Economists estimate that non-farm payrolls grew by 200,000 jobs in March, though data released on Wednesday by Automatic Data Processing showing private payrolls down 23,000 jobs in the month doused expectations somewhat. The conflicting data -- a report Thursday showed the number of workers filing new claims for jobless benefits continued to fall last week, bolstering expectations that the labor market is slowly healing -- is making investors even more nervous.

Tom di Galoma, head of fixed-income rates trading at Guggenheim Partners in New York, said he plans to be fully staffed on Friday. "We want to be able to take the opportunity to either buy or sell securities on a day when no one's going to be around," he said.

The employment report and Good Friday have collided in the past – most recently in 2007 – but perhaps most notably in 1994, when a big increase in payrolls sent 10-year Treasury yields up 20 basis points on the Friday and another 20 basis points the following Monday, according to analysts at Barclays Capital.

When stocks opened on the Monday, the Standard & Poor's 500 index, having already fallen 5.5% in two weeks, dropped 1.5%.

"I just don't think it's appropriate to announce a data point that's so important on a day that's not a naturally functioning market day," said Bryan Bailey, who manages Waddell & Reed Advisors Municipal Bond Fund and Ivy Municipal Bond Fund, about the payrolls report.

Mr.

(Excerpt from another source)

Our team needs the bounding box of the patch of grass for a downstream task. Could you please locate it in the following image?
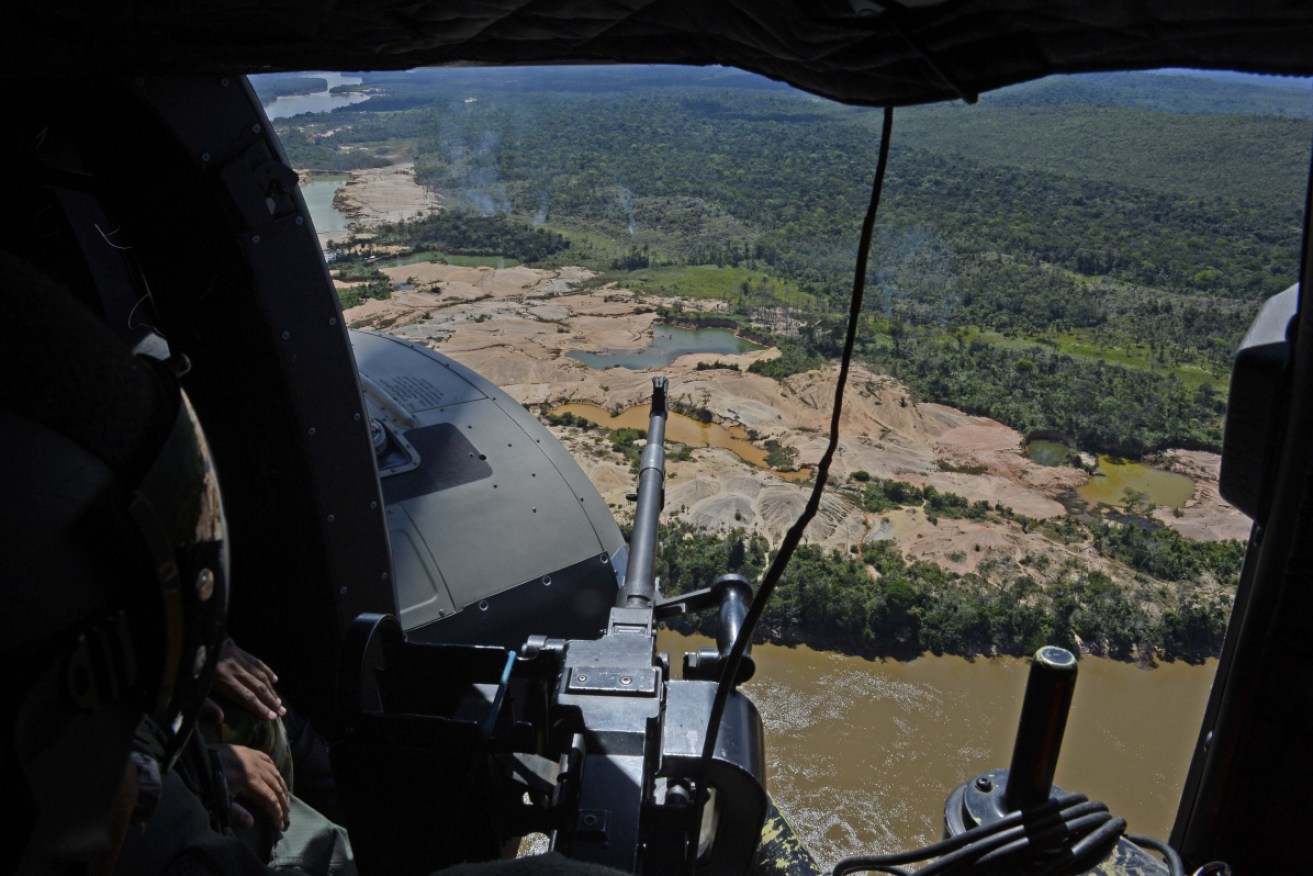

Bailey said he won't be in the office but will be watching his data screens at home. The impact will depend on whether the payrolls data meet consensus. If not, "absolutely, you're going to see a lot of volatility."

The New York Stock Exchange said it sets its schedule more than a year in advance and tries not to alter it.

"Our general practice is that our markets should not be closed for more than three consecutive days," said spokesman Ray Pellecchia. "And as you know there are a number of days when the bond market is closed but equities are open."

The Nasdaq didn't consider opening because of the data, a spokesperson said.

Jim Imhof, head of trading at Russell Investments in Tacoma said about half of his 20-member staff would be in on Friday, including some who will trade stocks in the after-hours market if necessary following the jobs report.

"If you have anything big that you have to do, that could be a problem, since we're not going to have a lot of liquidity," said Mr. Imhof. "But we'll execute whatever trades we have to execute."

Regarding the currency markets, which technically have no open or closing times, Mr. Imhof said: "Around noon, we're expecting things to completely dry up."
Barring a shocking number, the biggest Treasury moves of the week might not happen on Friday. Thursday could be bigger, given that the Treasury Department is due to announce the size of next week's auctions of new 3-year, 10-year and 30-year debt.

Some investors may choose to avoid trading on Friday because there will be no trade settlement—purchased bonds actually changing hands. As a result, Treasurys purchased on Friday won't be available to sell again until Tuesday.

Whatever the bond-market action on Friday morning, it will likely be brief. "You can set up one of those ping-pong tables that folds in half and play against yourself," said Brian Yelvington, fixed-income strategist at Knight Libertas, a Greenwich, Connecticut trading firm.